In the month since Staal was traded, he's kept tabs on his old mates, who have lost in regulation just twice since their captain was dealt away. Staal, who knows the locker room better than just about anyone, isn't surprised. "The system that Bill [Peters] has in place enables them to be competitive. Sure, they've wanted to grab the extra points when they've lost a few in overtime or the shootout, but the way Bill has the team playing I'm not surprised."

And as for his new compatriots? "This is a group that I would have fit in with no matter what," Staal said, even acknowledging that it has taken a while to become acquainted with the different system that Rangers coach Alain Vigneault plays. "I felt like I knew a lot of the guys from talking to Marc over the years. I knew a lot of people in the organization and they made the transition very easy both on and off the ice. They've welcomed me with open arms and have been first class since the moment I accepted the trade."

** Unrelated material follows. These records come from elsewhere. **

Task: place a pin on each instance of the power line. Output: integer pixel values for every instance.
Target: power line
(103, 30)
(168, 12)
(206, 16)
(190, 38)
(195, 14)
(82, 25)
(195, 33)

Staal also pulled back the curtain a bit on what happened the day he was traded, which was the first and only time he was formally approached by GM Ron Francis to waive his no-trade clause. "We didn't talk about free agency [that day]. It was an emotional day, what with the trade and signing the waiver. Nothing else came up other than having the opportunity to join the Rangers. I want to play as hard as I can for them, and we'll worry about everything else in the summer."

At one point during the conference call, Staal's sons came running into the room asking their dad if he would join them for lunch, a touching reminder that as much as things have changed in his life since February 29, certain things never change. He'll always be their dad, no matter where he's playing and where the family is living, and while those boys will be decked out in Ranger blue on Thursday night, there will be a large contingent of fans wearing red - some even wearing his former jersey - who will cheer just as loud for him as if they were a part of his family as well.